Space Age Pop is an eclectic subgenre of early to mid 1960’s pop music.  It experimented with stereo separations, it created a more percussive instrumental format, and invariably it was used as background music or instrumental filler for everything from commercials to short films.

I’ve got a few examples of this cool Space Age Pop today on K-Chuck Radio, so let’s take a listen, shall we?

Georgia Camp Meeting

The Swe-Danes were a trio of vocalese experts, and they turned their voices into equivalent musical instruments.  The group had some popularity throughout Europe, and some of their songs were used as background music for various movie soundtracks.

Mah Nà Mah Nà

This was originally recorded as the soundtrack for a Scandinavian softcore film, which was released in America as “Sweden – Heaven and Hell.”  But most people know it today as one of the original early sketches from the Muppets.

Solfeggio (Song of the Nairobi Trio)

This little piece of pop became the soundtrack for a funny Ernie Kovacs sketch in which the Nairobi Trio, three actors in monkey masks, try to perform the song – and invariably mess it up, to hilarious consequences.  I can still see the one monkey-man using mallets to drum on the second monkey-man’s head, while a third monkey-man uses a conductor’s baton as a simian metronome.  Ha.

No Matter What Shape (Your Stomach Is In)

If I told you that this funky, 1960’s-era piece of garage rock was actually the soundtrack for an antacid commercial, would you believe me?  Well, it was.  “The T-Bones” were another name for the legendary Wrecking Crew, the first-call studio musicians of Los Angeles whose instruments are the backbone of three out of every four 1960’s-era hits.

Left Bank Two

If you were a fan of the children’s TV show Vision On (which I was), this was one of the soundtrack songs that was used in one of the show’s weekly sketches.  Interestingly, Vision On focused their energy on the show being designed for the hearing and non-hearing audience, so a song like this – with no words – worked well for those who could watch AND hear the show.


Nothing like taking Beethoven’s “Ode to Joy” and turning it into an early dance hit.  It’s kind of hard to shoehorn this track into a dance beat, but Apollo 100 frontman Tom Parker does his best.  Turns it into a 6/8 measure, and then adds a 4/4 hard rock guitar bridge.   This MAY have been influenced by a similar version of “Ode to Joy” that appeared on the soundtrack to the film Deep Throat.  No, I’m not linking to that one in this blog post, you freaks.

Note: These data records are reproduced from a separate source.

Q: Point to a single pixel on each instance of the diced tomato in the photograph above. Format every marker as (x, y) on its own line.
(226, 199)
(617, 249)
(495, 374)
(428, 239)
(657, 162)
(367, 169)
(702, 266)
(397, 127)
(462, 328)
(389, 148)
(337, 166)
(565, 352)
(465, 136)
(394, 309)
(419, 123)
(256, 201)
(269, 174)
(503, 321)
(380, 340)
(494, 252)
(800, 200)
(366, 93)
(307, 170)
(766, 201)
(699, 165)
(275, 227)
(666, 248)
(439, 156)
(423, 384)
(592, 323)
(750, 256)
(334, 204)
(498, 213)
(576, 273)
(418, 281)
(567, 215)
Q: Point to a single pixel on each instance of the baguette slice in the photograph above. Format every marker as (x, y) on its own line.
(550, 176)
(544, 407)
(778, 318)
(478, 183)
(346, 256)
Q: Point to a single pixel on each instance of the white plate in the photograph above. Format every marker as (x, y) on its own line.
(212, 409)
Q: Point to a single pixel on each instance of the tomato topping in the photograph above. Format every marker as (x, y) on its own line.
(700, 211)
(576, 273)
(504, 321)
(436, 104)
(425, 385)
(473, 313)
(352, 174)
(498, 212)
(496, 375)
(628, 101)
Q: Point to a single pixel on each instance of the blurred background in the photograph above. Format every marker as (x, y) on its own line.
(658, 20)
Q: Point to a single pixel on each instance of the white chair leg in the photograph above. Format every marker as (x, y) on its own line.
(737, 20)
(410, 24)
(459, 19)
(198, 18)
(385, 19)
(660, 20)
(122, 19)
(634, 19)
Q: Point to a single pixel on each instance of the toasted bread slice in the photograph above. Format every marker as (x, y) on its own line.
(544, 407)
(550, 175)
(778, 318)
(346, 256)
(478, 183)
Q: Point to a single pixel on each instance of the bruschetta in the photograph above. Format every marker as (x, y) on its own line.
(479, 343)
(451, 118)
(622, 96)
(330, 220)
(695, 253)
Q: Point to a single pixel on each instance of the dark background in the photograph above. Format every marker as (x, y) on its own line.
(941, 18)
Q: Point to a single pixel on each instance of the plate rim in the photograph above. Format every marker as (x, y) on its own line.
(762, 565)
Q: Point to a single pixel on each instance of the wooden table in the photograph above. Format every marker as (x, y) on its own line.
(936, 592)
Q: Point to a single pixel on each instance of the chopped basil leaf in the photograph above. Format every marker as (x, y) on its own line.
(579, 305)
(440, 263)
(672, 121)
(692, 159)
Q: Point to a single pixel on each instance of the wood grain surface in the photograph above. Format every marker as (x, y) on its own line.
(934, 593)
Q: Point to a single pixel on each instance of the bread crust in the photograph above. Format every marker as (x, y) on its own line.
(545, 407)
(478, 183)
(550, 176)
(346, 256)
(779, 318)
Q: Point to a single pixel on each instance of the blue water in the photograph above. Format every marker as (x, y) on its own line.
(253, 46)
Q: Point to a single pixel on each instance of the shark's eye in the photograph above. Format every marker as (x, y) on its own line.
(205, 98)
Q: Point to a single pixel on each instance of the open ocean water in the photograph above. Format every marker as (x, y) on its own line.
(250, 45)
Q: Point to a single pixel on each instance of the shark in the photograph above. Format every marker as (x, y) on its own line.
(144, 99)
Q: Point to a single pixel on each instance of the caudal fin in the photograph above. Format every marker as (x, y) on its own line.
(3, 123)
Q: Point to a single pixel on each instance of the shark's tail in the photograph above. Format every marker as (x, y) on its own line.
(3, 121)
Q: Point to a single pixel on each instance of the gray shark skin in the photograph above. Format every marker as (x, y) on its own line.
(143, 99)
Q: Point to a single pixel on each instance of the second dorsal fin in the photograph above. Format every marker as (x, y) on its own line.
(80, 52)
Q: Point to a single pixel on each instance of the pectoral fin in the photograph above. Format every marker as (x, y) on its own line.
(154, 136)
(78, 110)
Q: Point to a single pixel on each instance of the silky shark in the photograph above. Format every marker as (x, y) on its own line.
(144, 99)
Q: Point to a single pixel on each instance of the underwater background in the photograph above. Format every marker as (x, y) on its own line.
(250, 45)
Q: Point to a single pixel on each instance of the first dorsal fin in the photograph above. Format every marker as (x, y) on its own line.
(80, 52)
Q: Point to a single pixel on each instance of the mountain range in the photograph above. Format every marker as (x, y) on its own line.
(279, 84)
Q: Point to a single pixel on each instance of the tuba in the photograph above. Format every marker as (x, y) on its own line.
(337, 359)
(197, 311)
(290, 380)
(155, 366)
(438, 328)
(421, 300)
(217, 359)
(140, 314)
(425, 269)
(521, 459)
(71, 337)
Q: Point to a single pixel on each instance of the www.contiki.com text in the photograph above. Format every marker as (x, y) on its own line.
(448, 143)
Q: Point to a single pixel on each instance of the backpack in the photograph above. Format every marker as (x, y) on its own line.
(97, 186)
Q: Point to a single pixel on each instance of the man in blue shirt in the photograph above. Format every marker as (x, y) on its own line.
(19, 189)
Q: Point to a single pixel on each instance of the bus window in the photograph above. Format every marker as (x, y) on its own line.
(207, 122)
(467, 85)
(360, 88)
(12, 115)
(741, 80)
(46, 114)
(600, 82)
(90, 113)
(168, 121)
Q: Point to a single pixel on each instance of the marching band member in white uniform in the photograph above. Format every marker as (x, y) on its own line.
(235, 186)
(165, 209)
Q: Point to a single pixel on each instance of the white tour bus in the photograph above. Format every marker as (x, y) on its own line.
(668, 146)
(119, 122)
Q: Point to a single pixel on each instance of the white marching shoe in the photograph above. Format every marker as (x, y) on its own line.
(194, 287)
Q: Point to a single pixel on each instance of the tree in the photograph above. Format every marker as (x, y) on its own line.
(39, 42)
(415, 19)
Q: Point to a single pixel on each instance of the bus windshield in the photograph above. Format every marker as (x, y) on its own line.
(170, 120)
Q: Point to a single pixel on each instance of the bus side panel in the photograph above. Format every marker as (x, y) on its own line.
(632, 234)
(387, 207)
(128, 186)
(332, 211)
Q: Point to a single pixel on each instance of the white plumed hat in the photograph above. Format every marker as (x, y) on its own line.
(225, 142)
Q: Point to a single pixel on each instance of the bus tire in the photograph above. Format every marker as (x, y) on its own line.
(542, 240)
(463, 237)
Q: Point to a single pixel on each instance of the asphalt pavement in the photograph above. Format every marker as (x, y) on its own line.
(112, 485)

This was one of the first synthesizer-generated singles to ever break through to the mainstream.  A few years later, a remake of this, by the studio group Hot Butter, actually cracked the Top 10.  I actually remember this track being used by Boston television station WKBG (56) as part of their commercial bumpers.  But then again, I also remember their big TV host was Boston radio personality Dale Dorman, so there’s that.

All of Me

One final track, and this may require you to put on your headphones.  Juan Garcia Esquivel used the power of early stereo recordings to have his sounds bounce from one eardrum to the next.  The Esquivel recordings were space age pop at their best.  That, and the ethereal chorus on every track …

So there you go … you’ve heard them before, and now you can hear them again, on K-Chuck Radio!